All values are expressed as mean± SEM (N=3) for each group.

*indicates significant difference from normal control at p<0.05

In in-vitro clot lysis study, addition of 100μl streptokinase (30,000 I.U.) This was considered as positive control. Negetive control (Clots treated with 100 μl DMSO) showed only negligible clot lysis i.e. 5.4%. The mean difference in % clot lysis between positive and negative control was very significant (p value <0.0001).

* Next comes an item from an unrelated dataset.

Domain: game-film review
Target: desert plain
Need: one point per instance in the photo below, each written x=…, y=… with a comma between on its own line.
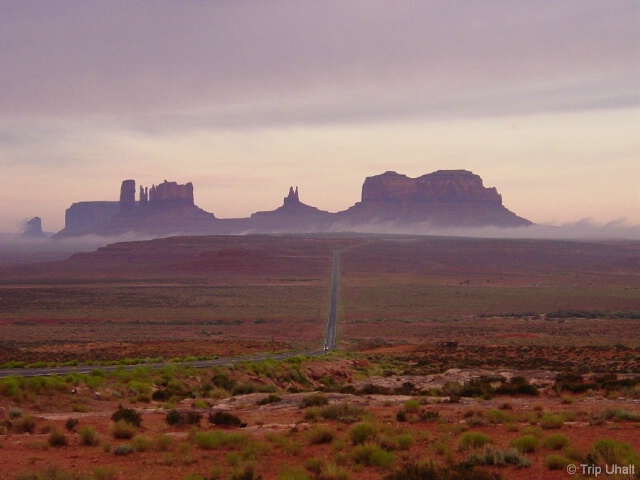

The in-vitro thrombolytic activity of Prunus avium L. different concentration (5μg/ml, 10μg/ml, 25μg/ml, and 50μg/ml) showed 25.6%, 32.5%, 54.6%, 59.7% respectively compared with negative control DMSO (5.4%). Methanolic extract of Prunus avium L. in a dose dependent manner was shown to possess thrombolytic activity in in-vitro assessment. % clot lysis was found to higher as compared to negative control sample in all concentration. MPA (25µg) and MPA (50µg) were found to have statistically significant difference (p<0.05) as compared to negative control (Table 1, Figure 1).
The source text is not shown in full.